The interview went well, but I had a decidedly uneasy feeling about it. It would be me, the owner, and a 17 year old who's getting paid $7.50 an hour to program. The code is awful and when he showed me the their hand-rolled HTML templating system that they've been selling for years, I started asking some questions.
"Where does that variable come from?"
"From an HTML form submitted by the user."
"And you're inserting it directly into the SQL?"
"Have you heard of an SQL injection attack?"
At this point, the interviewer gives me a funny look and tells me that they just discovered this security hole. Apparently, they've been selling this product for years, but never knew about this. Here I am, looking at this unknown language for just a few seconds and I see it.
So he decides to show me something else. As he's scrolling through the page, I ask him if I can look at the top of the document again. The syntax is pretty clear and it looks like the page sets a variety of cookies. Some of the cookie names suggest that sensitive information is being stored (I don't say that, though). I ask him if the page is setting multiple cookies and he replies "yeah, we should probably just set a session id."

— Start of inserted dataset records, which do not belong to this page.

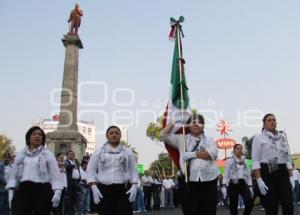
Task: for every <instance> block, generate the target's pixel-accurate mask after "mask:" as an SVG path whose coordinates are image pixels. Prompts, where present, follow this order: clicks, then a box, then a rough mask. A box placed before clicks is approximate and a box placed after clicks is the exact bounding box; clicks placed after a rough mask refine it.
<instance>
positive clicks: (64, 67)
mask: <svg viewBox="0 0 300 215" xmlns="http://www.w3.org/2000/svg"><path fill="white" fill-rule="evenodd" d="M62 42H63V44H64V46H65V48H66V53H65V62H64V74H63V83H62V91H61V106H60V117H59V124H58V128H57V130H56V131H54V132H50V133H48V134H47V138H46V144H47V148H48V149H49V150H50V151H52V152H53V153H54V154H55V155H56V154H57V153H59V152H67V151H69V150H72V151H74V152H75V155H76V158H77V159H79V160H81V159H82V157H83V156H84V153H85V148H86V144H87V140H86V138H85V137H84V136H83V135H82V134H81V133H79V132H78V128H77V87H78V60H79V49H82V48H83V45H82V42H81V40H80V38H79V36H78V35H74V34H67V35H64V38H62Z"/></svg>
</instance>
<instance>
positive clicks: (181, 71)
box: [176, 26, 188, 183]
mask: <svg viewBox="0 0 300 215" xmlns="http://www.w3.org/2000/svg"><path fill="white" fill-rule="evenodd" d="M176 36H177V43H178V44H177V45H178V52H179V53H178V55H179V59H178V64H179V80H180V96H181V119H182V122H183V119H184V117H183V110H184V106H183V105H184V104H183V103H184V99H183V86H182V85H183V82H182V81H183V80H182V77H183V75H182V72H183V71H182V51H181V48H182V47H181V31H180V29H179V26H177V27H176ZM181 137H182V142H183V145H184V152H186V141H185V125H184V124H182V135H181ZM184 176H185V177H184V178H185V182H186V183H188V174H187V162H186V161H184Z"/></svg>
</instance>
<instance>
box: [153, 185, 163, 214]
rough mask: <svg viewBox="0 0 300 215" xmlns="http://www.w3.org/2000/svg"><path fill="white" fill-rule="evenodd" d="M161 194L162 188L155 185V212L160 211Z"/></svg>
mask: <svg viewBox="0 0 300 215" xmlns="http://www.w3.org/2000/svg"><path fill="white" fill-rule="evenodd" d="M160 192H161V186H160V185H154V186H153V209H154V210H159V209H160Z"/></svg>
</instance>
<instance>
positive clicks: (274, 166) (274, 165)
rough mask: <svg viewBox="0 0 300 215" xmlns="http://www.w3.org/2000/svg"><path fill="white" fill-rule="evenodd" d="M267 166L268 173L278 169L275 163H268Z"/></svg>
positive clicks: (275, 163) (274, 171)
mask: <svg viewBox="0 0 300 215" xmlns="http://www.w3.org/2000/svg"><path fill="white" fill-rule="evenodd" d="M268 167H269V173H272V172H275V171H277V170H278V169H279V168H278V164H277V163H269V164H268Z"/></svg>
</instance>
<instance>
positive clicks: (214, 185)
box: [189, 179, 218, 215]
mask: <svg viewBox="0 0 300 215" xmlns="http://www.w3.org/2000/svg"><path fill="white" fill-rule="evenodd" d="M189 189H190V195H191V197H190V201H191V215H199V214H203V215H216V213H217V202H218V188H217V179H215V180H212V181H205V182H189Z"/></svg>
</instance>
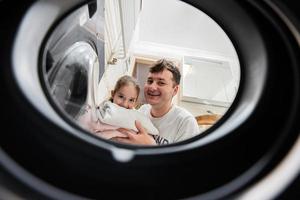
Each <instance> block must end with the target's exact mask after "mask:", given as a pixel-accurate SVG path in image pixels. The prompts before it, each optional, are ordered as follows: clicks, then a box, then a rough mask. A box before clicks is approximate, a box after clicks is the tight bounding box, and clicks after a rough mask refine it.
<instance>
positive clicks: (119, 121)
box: [96, 101, 159, 135]
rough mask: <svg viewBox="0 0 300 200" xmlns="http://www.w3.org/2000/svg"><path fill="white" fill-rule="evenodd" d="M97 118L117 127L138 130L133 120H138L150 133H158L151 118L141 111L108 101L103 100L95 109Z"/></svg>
mask: <svg viewBox="0 0 300 200" xmlns="http://www.w3.org/2000/svg"><path fill="white" fill-rule="evenodd" d="M96 113H97V115H98V116H97V118H98V119H99V120H100V121H101V122H103V123H106V124H110V125H113V126H117V127H122V128H127V129H131V130H134V131H136V132H138V130H137V128H136V126H135V121H136V120H137V121H139V122H140V123H141V124H142V126H143V127H144V128H145V129H146V131H147V133H149V134H151V135H158V134H159V132H158V130H157V128H156V127H155V126H154V125H153V124H152V122H151V120H150V119H149V118H148V117H147V116H145V115H144V114H143V113H141V112H139V111H137V110H134V109H126V108H123V107H121V106H118V105H117V104H114V103H112V102H110V101H104V102H103V103H102V104H101V105H100V106H99V107H98V108H97V110H96Z"/></svg>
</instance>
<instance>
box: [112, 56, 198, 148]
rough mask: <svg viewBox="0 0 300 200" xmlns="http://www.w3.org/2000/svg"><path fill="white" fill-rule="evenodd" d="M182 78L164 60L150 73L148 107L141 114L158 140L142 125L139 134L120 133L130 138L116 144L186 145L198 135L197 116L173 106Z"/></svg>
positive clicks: (167, 62) (121, 141) (139, 123)
mask: <svg viewBox="0 0 300 200" xmlns="http://www.w3.org/2000/svg"><path fill="white" fill-rule="evenodd" d="M180 77H181V74H180V72H179V70H178V68H177V67H175V66H174V64H173V63H172V62H170V61H167V60H165V59H161V60H159V61H157V62H156V63H155V64H154V65H153V66H152V67H151V68H150V70H149V75H148V78H147V81H146V83H145V85H144V95H145V99H146V102H147V103H148V104H146V105H143V106H142V107H141V108H140V109H139V111H141V112H143V113H144V114H146V115H147V116H148V117H149V118H150V120H151V121H152V123H153V124H154V126H155V127H156V128H157V129H158V131H159V136H156V137H155V138H152V136H149V135H148V134H147V132H146V131H145V129H144V128H143V127H142V125H141V124H140V123H139V122H136V127H137V129H138V130H139V132H138V134H134V133H132V132H130V131H129V130H126V129H121V130H120V131H121V132H123V133H124V134H126V135H127V136H128V138H125V139H124V138H117V139H116V141H120V142H125V143H132V144H144V145H151V144H152V145H155V144H159V145H160V144H169V143H174V142H179V141H183V140H185V139H188V138H191V137H193V136H195V135H197V134H198V133H199V132H200V131H199V127H198V124H197V121H196V120H195V118H194V116H193V115H191V114H190V113H189V112H188V111H186V110H185V109H183V108H180V107H178V106H176V105H173V104H172V99H173V97H174V96H175V95H176V94H177V92H178V90H179V83H180Z"/></svg>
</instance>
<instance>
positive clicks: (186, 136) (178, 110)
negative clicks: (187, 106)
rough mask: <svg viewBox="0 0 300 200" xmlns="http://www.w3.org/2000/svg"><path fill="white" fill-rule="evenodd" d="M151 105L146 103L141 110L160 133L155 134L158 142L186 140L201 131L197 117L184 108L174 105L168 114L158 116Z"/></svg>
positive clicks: (172, 106)
mask: <svg viewBox="0 0 300 200" xmlns="http://www.w3.org/2000/svg"><path fill="white" fill-rule="evenodd" d="M150 110H151V105H149V104H145V105H143V106H141V107H140V109H139V111H140V112H142V113H144V114H145V115H147V116H148V117H149V118H150V120H151V121H152V123H153V124H154V126H155V127H156V128H157V129H158V131H159V135H158V136H155V140H156V143H157V144H169V143H174V142H179V141H183V140H186V139H188V138H191V137H194V136H196V135H198V134H199V133H200V130H199V126H198V124H197V121H196V119H195V117H194V116H193V115H192V114H191V113H189V112H188V111H187V110H185V109H184V108H181V107H178V106H176V105H172V108H171V109H170V110H169V112H168V113H167V114H165V115H164V116H162V117H159V118H156V117H152V115H151V112H150Z"/></svg>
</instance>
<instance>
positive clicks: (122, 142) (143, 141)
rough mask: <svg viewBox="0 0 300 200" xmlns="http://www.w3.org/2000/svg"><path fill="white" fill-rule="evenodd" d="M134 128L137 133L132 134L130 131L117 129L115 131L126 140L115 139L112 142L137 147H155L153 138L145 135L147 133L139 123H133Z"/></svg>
mask: <svg viewBox="0 0 300 200" xmlns="http://www.w3.org/2000/svg"><path fill="white" fill-rule="evenodd" d="M135 126H136V128H137V130H138V132H137V133H134V132H133V131H131V130H128V129H124V128H119V129H117V130H118V131H120V132H121V133H123V134H124V135H126V136H127V137H126V138H121V137H115V138H113V139H112V140H113V141H117V142H122V143H128V144H137V145H156V142H155V140H154V138H153V137H152V136H151V135H149V134H148V133H147V131H146V130H145V129H144V127H143V126H142V124H141V123H140V122H139V121H135Z"/></svg>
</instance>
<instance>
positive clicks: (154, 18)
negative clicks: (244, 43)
mask: <svg viewBox="0 0 300 200" xmlns="http://www.w3.org/2000/svg"><path fill="white" fill-rule="evenodd" d="M140 17H141V18H140V34H139V40H140V41H143V42H153V43H160V44H165V45H172V46H178V47H182V48H190V49H198V50H201V51H204V52H205V51H207V52H214V53H215V54H219V55H222V56H227V57H235V56H236V53H235V51H234V49H233V46H232V43H231V41H230V40H229V38H228V37H227V36H226V34H225V33H224V31H223V30H222V28H220V27H219V25H217V24H216V22H215V21H213V20H212V19H211V18H209V17H208V16H207V15H206V14H205V13H203V12H202V11H199V10H198V9H196V8H194V7H192V6H191V5H188V4H186V3H184V2H181V1H178V0H143V8H142V14H141V16H140Z"/></svg>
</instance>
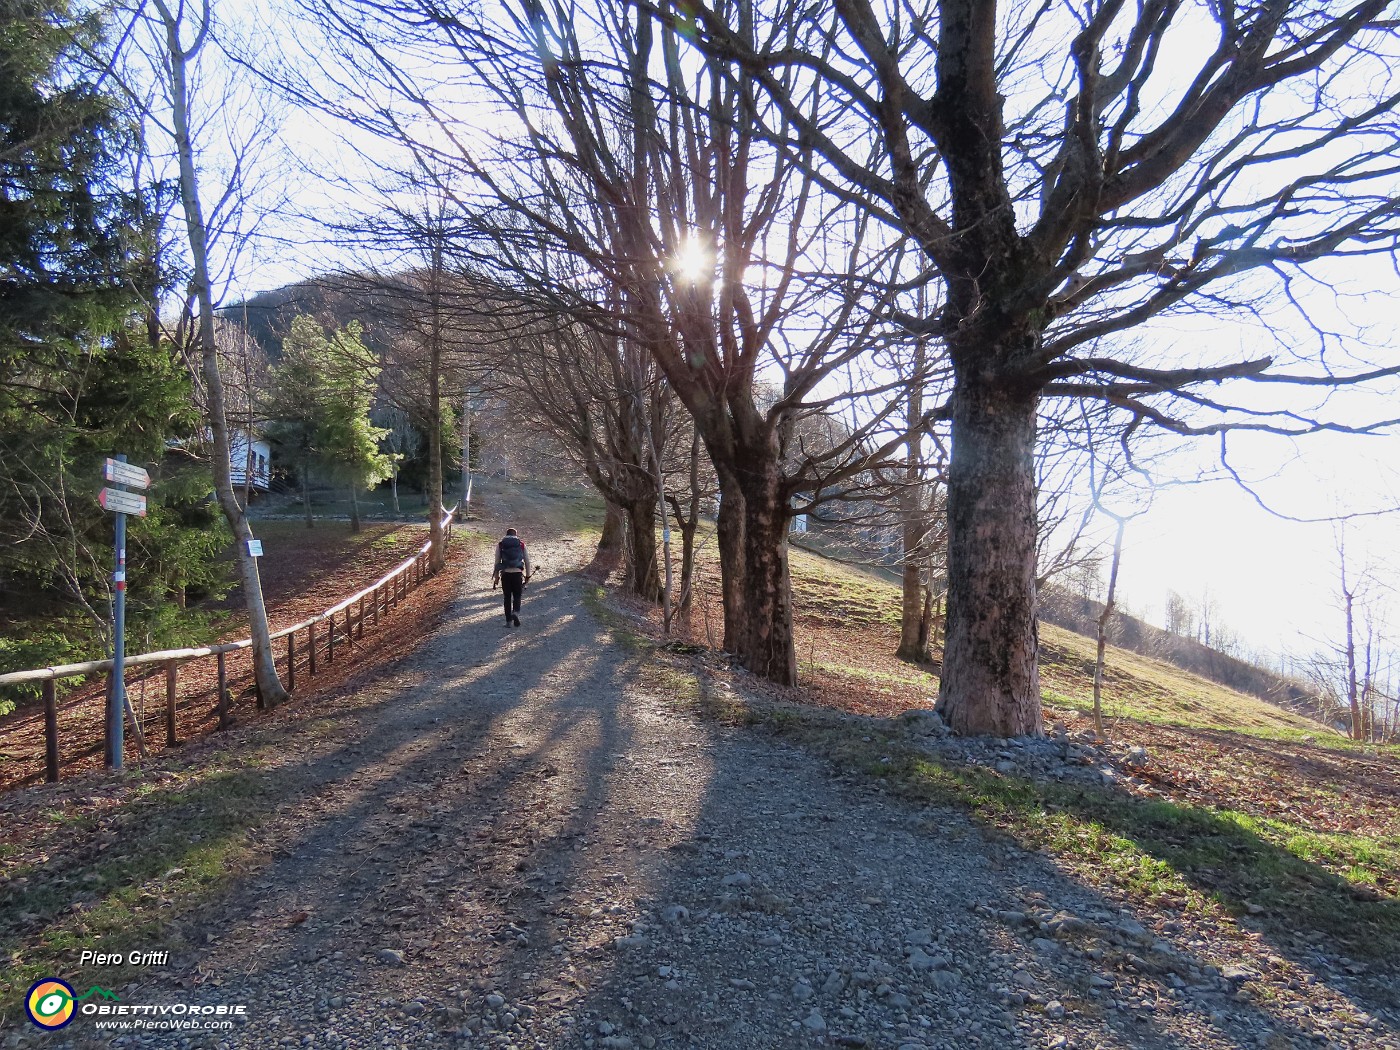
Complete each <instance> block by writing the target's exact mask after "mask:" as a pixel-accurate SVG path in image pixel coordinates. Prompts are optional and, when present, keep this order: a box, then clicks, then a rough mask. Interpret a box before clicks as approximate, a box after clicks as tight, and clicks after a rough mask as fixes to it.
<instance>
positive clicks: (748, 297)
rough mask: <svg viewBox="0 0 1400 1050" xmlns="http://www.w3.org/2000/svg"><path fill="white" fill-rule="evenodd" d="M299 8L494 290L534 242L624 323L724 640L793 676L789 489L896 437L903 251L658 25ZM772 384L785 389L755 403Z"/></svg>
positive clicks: (864, 452)
mask: <svg viewBox="0 0 1400 1050" xmlns="http://www.w3.org/2000/svg"><path fill="white" fill-rule="evenodd" d="M308 6H309V7H311V8H312V10H315V11H316V13H318V14H321V15H322V17H323V20H325V22H326V24H328V25H329V27H330V31H332V32H333V35H335V38H336V41H337V46H339V48H340V49H342V52H343V53H347V55H349V56H350V59H351V60H353V62H354V63H356V66H357V77H360V78H370V80H372V81H374V91H381V90H384V91H388V92H389V95H388V97H391V98H396V99H399V102H400V104H402V111H403V112H399V111H395V112H392V113H386V111H385V108H384V106H379V108H377V109H372V111H370V109H365V108H364V106H358V108H353V109H354V112H353V113H351V116H353V118H354V119H356V120H358V122H360V125H361V126H374V125H377V126H378V130H382V132H384V133H386V134H392V136H395V137H396V140H398V141H400V143H402V144H403V146H406V147H409V148H412V150H414V151H416V153H419V154H420V155H427V157H428V158H430V167H434V168H445V169H449V171H455V172H461V174H463V175H465V176H469V181H470V185H473V186H475V188H476V193H477V196H476V197H473V199H472V200H470V202H466V200H463V206H466V204H470V206H469V207H463V211H466V213H469V214H473V216H476V220H477V223H479V231H480V235H482V237H483V238H484V241H483V246H482V248H480V249H479V251H480V256H482V260H483V265H487V266H490V267H494V269H493V272H494V273H496V274H498V276H500V279H501V281H503V283H511V281H515V283H518V284H521V286H525V284H531V283H533V284H535V286H538V284H539V283H540V281H542V274H540V273H539V269H538V266H536V262H535V253H533V245H536V244H538V242H539V241H540V239H543V241H546V242H549V244H550V245H552V248H556V249H559V251H561V252H566V253H568V255H571V256H573V258H574V259H575V260H577V262H578V266H580V267H581V269H582V270H584V272H587V273H588V274H589V281H585V288H580V287H578V286H577V279H578V273H556V274H553V277H556V279H557V280H559V283H557V284H554V286H553V287H552V288H550V293H552V294H553V295H556V297H560V298H564V297H567V295H574V297H575V300H577V302H575V305H577V307H578V309H580V314H578V316H580V318H581V319H588V318H589V316H592V318H603V319H605V321H603V323H602V325H601V326H602V328H603V329H606V326H608V323H616V321H617V319H620V321H622V322H623V323H624V325H626V326H627V328H629V333H630V337H631V339H634V340H636V342H637V343H638V344H640V346H644V347H645V349H647V351H648V353H650V354H651V356H652V358H654V360H655V363H657V364H658V365H659V368H661V371H662V372H664V375H665V378H666V379H668V382H669V384H671V388H672V389H673V391H675V393H676V396H678V399H679V400H680V402H682V403H683V405H685V406H686V409H687V410H689V412H690V414H692V417H693V419H694V420H696V427H697V430H699V431H700V435H701V441H703V442H704V447H706V451H707V452H708V456H710V461H711V463H713V466H714V469H715V473H717V476H718V482H720V487H721V493H722V497H721V504H720V515H718V540H720V543H718V546H720V560H721V570H722V580H724V606H725V645H727V647H728V648H731V650H734V651H735V652H736V654H738V655H739V658H741V661H742V662H743V664H745V665H746V666H749V668H750V669H752V671H755V672H757V673H760V675H764V676H767V678H770V679H773V680H777V682H794V680H795V675H797V659H795V654H794V650H792V631H791V592H790V581H788V568H787V528H788V519H790V517H791V500H792V496H794V493H797V491H813V493H819V491H822V490H823V489H826V487H830V486H833V484H839V483H840V482H841V479H843V477H847V476H850V475H854V473H858V472H860V470H862V469H864V468H865V465H867V463H868V462H869V461H871V459H872V458H875V459H878V458H882V456H886V455H889V454H890V452H892V451H895V449H897V448H899V447H900V444H902V442H903V428H902V427H900V428H899V433H897V434H896V435H893V437H890V438H889V440H888V441H885V442H882V444H875V442H872V440H871V437H872V434H874V433H876V430H878V428H879V427H881V426H882V424H883V423H885V421H886V420H889V419H890V417H892V413H895V412H896V410H897V407H899V403H900V398H899V391H900V389H902V382H900V381H899V379H897V378H895V377H892V375H890V374H889V372H885V374H881V372H878V371H876V370H875V368H874V367H872V368H865V370H861V368H860V367H858V363H861V361H864V360H867V358H868V356H869V353H871V344H872V342H874V340H875V333H876V329H878V326H879V323H882V315H881V314H879V311H878V309H875V308H876V307H878V305H879V302H882V301H883V298H885V297H888V295H892V294H893V293H892V288H890V284H892V281H890V274H893V273H895V272H896V266H895V262H893V260H895V259H896V258H897V256H899V255H900V252H902V249H903V246H902V245H900V244H893V245H890V244H881V242H879V241H874V239H867V232H868V230H869V218H868V217H865V216H864V213H861V211H858V210H853V209H851V207H850V206H848V204H847V202H846V200H844V199H843V195H839V193H825V192H822V189H820V186H819V185H818V183H816V182H815V181H813V179H812V178H811V176H809V175H808V174H806V172H808V167H809V165H806V164H805V162H804V158H802V157H801V154H802V153H806V150H805V148H804V150H799V151H798V153H794V151H792V150H790V148H787V147H785V146H784V147H771V146H766V144H764V141H766V140H764V136H763V134H762V133H760V123H762V122H763V120H766V119H767V118H770V116H771V118H774V119H778V120H784V118H783V116H781V113H777V112H776V111H773V109H771V106H767V104H766V102H764V101H763V97H762V94H760V92H759V90H757V85H756V84H755V83H753V81H752V80H741V81H738V83H735V81H734V80H732V78H731V76H729V73H728V70H727V69H725V66H724V63H717V62H708V63H699V64H696V63H692V62H690V60H689V59H685V60H683V59H682V52H683V49H685V46H686V45H685V41H683V36H682V34H680V32H679V29H678V28H676V27H673V25H655V24H652V21H651V20H650V18H647V17H643V15H640V14H638V13H637V11H634V10H630V8H627V7H624V6H605V4H598V6H591V7H588V10H587V11H581V10H578V8H577V7H574V6H571V4H566V3H546V4H535V3H519V4H517V3H511V4H505V6H503V7H501V8H500V10H498V11H497V10H494V8H493V10H491V11H490V13H489V14H487V13H476V11H470V13H466V14H465V15H463V17H461V18H451V20H447V18H438V17H437V15H435V11H434V10H433V8H431V7H430V6H426V4H423V3H420V0H392V1H391V3H375V4H347V6H340V4H335V3H332V0H326V1H325V3H309V0H308ZM741 8H742V6H739V4H736V6H735V8H734V11H735V13H738V11H739V10H741ZM767 42H769V41H764V43H767ZM444 63H447V64H444ZM409 69H412V70H413V73H412V74H410V73H407V71H406V70H409ZM437 70H445V71H447V73H445V76H447V77H449V78H451V80H454V81H455V83H463V81H465V83H468V84H469V85H470V91H472V92H477V94H483V95H484V97H487V98H490V102H491V105H494V106H496V108H497V112H498V113H500V115H501V118H500V120H497V122H496V123H494V125H493V126H491V127H489V129H483V127H482V126H480V122H479V120H476V118H475V115H466V113H463V112H461V111H458V109H455V108H454V106H455V102H452V101H445V99H448V98H449V97H451V98H454V99H456V98H461V94H458V92H455V91H454V92H447V94H442V92H438V91H435V90H434V87H435V85H434V84H433V76H434V71H437ZM813 102H815V98H813ZM764 109H767V112H764ZM403 113H417V115H419V116H417V119H419V120H420V122H423V123H426V125H427V126H421V125H420V126H419V127H414V126H412V125H410V123H409V120H410V119H413V118H409V116H405V115H403ZM594 281H601V283H602V286H603V288H602V293H601V294H596V290H595V288H594V284H592V283H594ZM589 293H594V294H591V298H589ZM585 300H589V301H585ZM763 371H770V372H771V374H773V377H776V378H777V379H778V381H780V382H778V389H780V395H778V398H776V399H774V400H773V402H771V403H766V405H764V403H760V398H759V396H757V385H759V381H760V372H763ZM853 396H867V398H872V399H874V405H872V407H869V409H868V410H867V412H865V416H864V426H862V428H861V430H860V431H858V433H855V434H853V435H851V437H850V440H848V441H846V442H844V444H840V445H833V447H827V448H823V449H820V451H819V452H818V454H813V455H804V456H794V455H791V454H792V452H797V451H799V449H797V448H795V447H792V445H790V441H791V435H792V434H794V430H795V427H797V424H798V421H799V420H801V419H802V417H804V416H805V414H808V413H812V412H820V410H825V409H826V407H827V406H829V405H832V403H833V402H840V400H850V399H851V398H853Z"/></svg>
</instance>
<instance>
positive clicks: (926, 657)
mask: <svg viewBox="0 0 1400 1050" xmlns="http://www.w3.org/2000/svg"><path fill="white" fill-rule="evenodd" d="M918 309H920V312H923V311H924V297H923V290H920V297H918ZM924 363H925V346H924V340H923V339H920V340H918V342H917V343H916V344H914V381H913V382H911V384H910V389H909V405H907V406H906V412H904V423H906V426H907V427H909V438H907V441H906V442H904V452H906V461H907V462H906V466H904V487H903V489H900V493H899V510H900V517H902V518H903V525H904V573H903V581H902V585H903V587H902V589H903V609H902V612H900V619H899V648H897V650H896V651H895V655H896V657H899V658H900V659H909V661H914V662H918V664H927V662H930V661H931V659H932V655H931V654H930V652H928V631H927V630H925V627H924V581H923V575H924V573H923V567H924V563H925V561H927V560H928V557H927V552H925V550H924V542H925V540H927V539H928V508H927V505H925V500H924V483H923V482H924V477H923V473H924V472H923V458H924V431H923V427H921V426H920V417H921V416H923V414H924V388H923V384H924ZM920 636H923V638H921V637H920Z"/></svg>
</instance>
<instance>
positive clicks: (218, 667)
mask: <svg viewBox="0 0 1400 1050" xmlns="http://www.w3.org/2000/svg"><path fill="white" fill-rule="evenodd" d="M216 659H217V664H218V728H220V729H227V728H228V665H227V664H225V661H224V654H223V652H218V654H216Z"/></svg>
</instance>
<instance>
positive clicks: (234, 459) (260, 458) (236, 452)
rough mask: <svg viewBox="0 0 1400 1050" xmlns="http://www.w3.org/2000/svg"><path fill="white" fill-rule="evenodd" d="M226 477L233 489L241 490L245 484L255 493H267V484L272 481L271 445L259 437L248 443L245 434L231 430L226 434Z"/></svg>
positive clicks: (248, 440) (246, 435)
mask: <svg viewBox="0 0 1400 1050" xmlns="http://www.w3.org/2000/svg"><path fill="white" fill-rule="evenodd" d="M228 458H230V472H228V476H230V479H231V480H232V483H234V487H235V489H241V487H242V486H244V483H245V482H246V483H248V487H249V489H252V490H253V491H256V493H265V491H267V483H269V480H270V479H272V445H269V444H267V442H266V441H263V440H262V438H260V437H253V438H252V442H249V440H248V434H246V433H244V431H241V430H231V431H230V433H228ZM249 469H251V470H252V473H251V475H249Z"/></svg>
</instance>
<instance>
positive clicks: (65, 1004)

A couple of minutes looking at two documents in an unknown language and I'm seeing security holes left and right. Then he shows me some of the regular expressions they use to parse HTML ...
- At best, a 10K pay cut
- No vacations (he says he can't afford it)
- Terrible, terrible code (he admitted this freely)
- My backup programmer is a 17 year old who wrote much of what I've just described
- Even in the interview, he was taking swipes at Democrats left and right
- He said he may not want to do business with French companies for political reasons
I don't think I will get the job offer due to my politely balking at the pay (at first, he was talking about a pay cut of over $20,000 per year), but I'll have to turn it down if it comes. Damn. I can live on unemployment if I have to. At least then I could get back to writing for while.